Aunque vivió en distintas ciudades de Venezuela, Zoraida Díaz siempre volvió a Cumanacoa, en el estado Sucre, donde nació, creció y se enamoró de la música. Allí en más de una oportunidad ha tenido que constatar de primera mano la fuerza de la naturaleza. 

ILUSTRACIONES: ROBERT DUGARTE

Por esos días llovía muy fuerte. El de la noche del 1ro de julio de 2024 parecía ser otro aguacero más de esa temporada de lluvias constantes. Zoraida Díaz, una mujer que a sus 75 años sigue cantando en la Orquesta Sinfónica de Cumanacoa, estaba sola en su casa, ubicada en la avenida principal de Antonio José de Sucre de ese pueblo del oriente venezolano.

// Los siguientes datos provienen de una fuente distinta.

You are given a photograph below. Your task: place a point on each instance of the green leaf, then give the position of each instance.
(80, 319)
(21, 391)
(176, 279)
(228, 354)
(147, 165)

Apenas la acompañaba Scarlet, una perrita poodle. La oscuridad de la noche, producto de un corte de luz, y el sonido de las gotas de una lluvia leve que golpeaban el techo de zinc, envolvían la habitación. Pronto el sueño la venció, algo inusual en ella que, al igual que su perrita, se despierta al escuchar cualquier ruido.

Pasadas las 12:00 de la madrugada, en la serranía del Turimiquire —a 2 mil 200 metros sobre el nivel del mar, donde el río Manzanares inicia su camino de 80 kilómetros, antes de atravesar la ciudad de Cumaná y desembocar en el golfo de Cariaco— la fuerza del huracán Beryl intensificaría la lluvia, transformándola en un torrencial aguacero. Uno con estruendos de relámpagos que despertarían a cualquiera de un sueño profundo. 

A Gabriela su hija la despertó a las 3:26 de la madrugada. Una amiga que vivía en Barrio Blanco la había llamado y le dijo que el río estaba metiéndose en las casas y que la gente estaba saliendo hacia la avenida principal. Iban a refugiarse en la Biblioteca Pública “José Gibbs Caña”, un edificio de tres pisos, donde estarían a salvo.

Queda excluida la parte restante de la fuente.